For decades, vast sections of Sumatra’s natural forest have been razed and converted for mining, palm oil plantations and pulpwood farms.

Around 1.4 million hectares of forest in Aceh, North Sumatra and West Sumatra were lost to deforestation between 2016 and 2025 alone, according to Indonesian environmental group WALHI, citing operations by 631 permit-holding companies.

Deforestation in Sumatra stripped away natural defenses that once absorbed rainfall and stabilized soil, making the island more vulnerable to extreme weather, said Riandra Purba, executive director of WALHI’s chapter in North Sumatra.

Purba said the Sumatra floods should serve as a “serious warning” for the government to issue permits more carefully.

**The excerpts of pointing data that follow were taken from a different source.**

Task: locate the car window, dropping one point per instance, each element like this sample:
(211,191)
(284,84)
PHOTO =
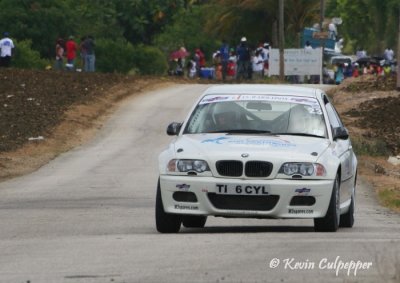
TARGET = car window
(269,114)
(333,116)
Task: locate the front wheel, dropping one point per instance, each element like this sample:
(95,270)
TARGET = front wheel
(165,222)
(330,222)
(347,219)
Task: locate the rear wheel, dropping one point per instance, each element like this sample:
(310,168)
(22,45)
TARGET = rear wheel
(192,221)
(166,222)
(330,222)
(347,219)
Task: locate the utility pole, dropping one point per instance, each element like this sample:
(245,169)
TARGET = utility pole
(398,55)
(281,42)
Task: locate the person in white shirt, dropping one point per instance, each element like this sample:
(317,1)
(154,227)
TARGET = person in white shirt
(6,46)
(257,64)
(389,55)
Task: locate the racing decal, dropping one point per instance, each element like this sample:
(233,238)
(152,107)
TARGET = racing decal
(300,211)
(216,98)
(183,187)
(216,140)
(250,141)
(260,97)
(302,191)
(186,207)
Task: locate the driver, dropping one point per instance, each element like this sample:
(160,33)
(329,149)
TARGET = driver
(224,116)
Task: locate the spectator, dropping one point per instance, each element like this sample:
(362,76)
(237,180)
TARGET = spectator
(71,48)
(224,51)
(200,60)
(389,55)
(258,64)
(339,76)
(90,57)
(6,46)
(361,53)
(356,71)
(308,45)
(82,51)
(59,65)
(265,55)
(243,60)
(192,70)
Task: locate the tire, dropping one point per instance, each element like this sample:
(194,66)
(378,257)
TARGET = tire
(192,221)
(165,222)
(347,219)
(330,222)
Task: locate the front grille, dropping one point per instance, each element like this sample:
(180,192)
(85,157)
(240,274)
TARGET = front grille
(230,168)
(239,202)
(258,169)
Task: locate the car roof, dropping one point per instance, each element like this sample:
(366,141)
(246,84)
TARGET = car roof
(236,89)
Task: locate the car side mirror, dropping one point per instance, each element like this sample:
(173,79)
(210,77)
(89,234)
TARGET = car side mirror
(174,128)
(340,133)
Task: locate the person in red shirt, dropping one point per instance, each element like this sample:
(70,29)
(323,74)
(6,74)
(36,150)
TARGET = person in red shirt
(71,48)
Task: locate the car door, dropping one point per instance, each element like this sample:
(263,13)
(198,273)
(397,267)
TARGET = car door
(342,147)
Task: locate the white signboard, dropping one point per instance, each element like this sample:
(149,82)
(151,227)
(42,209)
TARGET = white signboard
(298,62)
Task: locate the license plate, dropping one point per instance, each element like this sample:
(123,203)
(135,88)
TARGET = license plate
(232,189)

“Balancing natural resource management requires a sustainable approach. We must not sacrifice natural benefits for the financial benefit of a select few,” he told Arab News.

“(The government) must evaluate all the environmental policies in the region … (and) implement strict monitoring, including law enforcement that will create a deterrent effect to those who violate existing laws.”

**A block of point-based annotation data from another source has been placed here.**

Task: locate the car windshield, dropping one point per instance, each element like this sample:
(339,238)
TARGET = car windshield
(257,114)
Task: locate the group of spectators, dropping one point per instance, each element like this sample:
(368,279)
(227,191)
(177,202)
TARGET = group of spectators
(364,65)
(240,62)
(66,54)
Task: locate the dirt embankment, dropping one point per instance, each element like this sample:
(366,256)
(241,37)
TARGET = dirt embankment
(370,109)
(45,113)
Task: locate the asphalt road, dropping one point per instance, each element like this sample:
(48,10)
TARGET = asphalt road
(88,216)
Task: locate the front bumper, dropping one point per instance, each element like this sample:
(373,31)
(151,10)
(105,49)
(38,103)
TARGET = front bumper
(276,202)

In Batang Toru, one of the worst-hit areas in North Sumatra where seven companies operate, hundreds of hectares had been cleared for gold mining and energy projects, leaving slopes exposed and riverbeds choked with sediment.

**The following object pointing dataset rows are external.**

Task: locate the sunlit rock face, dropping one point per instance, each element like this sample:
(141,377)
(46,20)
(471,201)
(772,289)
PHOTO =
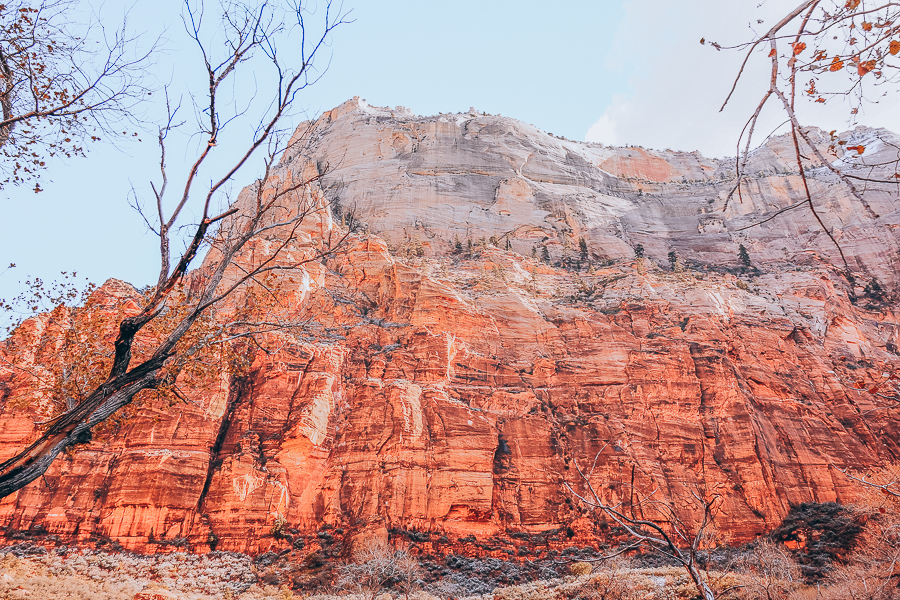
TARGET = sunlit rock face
(449,397)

When torrential rains hit last month, rivers in the area were swollen with runoff and timber, while villages were buried or swept away.

As public outrage grew in the wake of the Sumatra floods, Indonesian officials, including Environment Minister Hanif Faisol Nurofiq, have moved to review existing permits and investigate companies suspected of worsening the disaster. 

“Our focus is to ensure whether company activities are influencing land stability and (increasing) risks of landslides or floods,” Nurofiq told Indonesian magazine Tempo on Saturday.

Sumatra’s natural forest cover stood at about 11.6 million hectares as of 2023, or about 24 percent of the island’s total area, falling short of the 30 to 33 percent forest coverage needed to maintain ecological balance.

The deadly floods and landslides in Sumatra also highlighted the urgency of disaster mitigation in Indonesia, especially amid the global climate crisis, said Kiki Taufik, forest campaigner at Greenpeace Indonesia. 

Over two weeks since floods and landslides inundated communities in Sumatra, a few villages remain isolated and over 800,000 people are still displaced. 

“This tropical cyclone, Senyar, in theory, experts said that it has a very low probability of forming near the equator, but what we have seen is that it happened, and this is caused by rapid global warming … which is triggering hydrometeorological disasters,” Taufik told Arab News.

“The government needs to give more attention, and even more budget allocation, to mitigate disaster risks … Prevention is much more important than (disaster) management, so this must be a priority for the government.”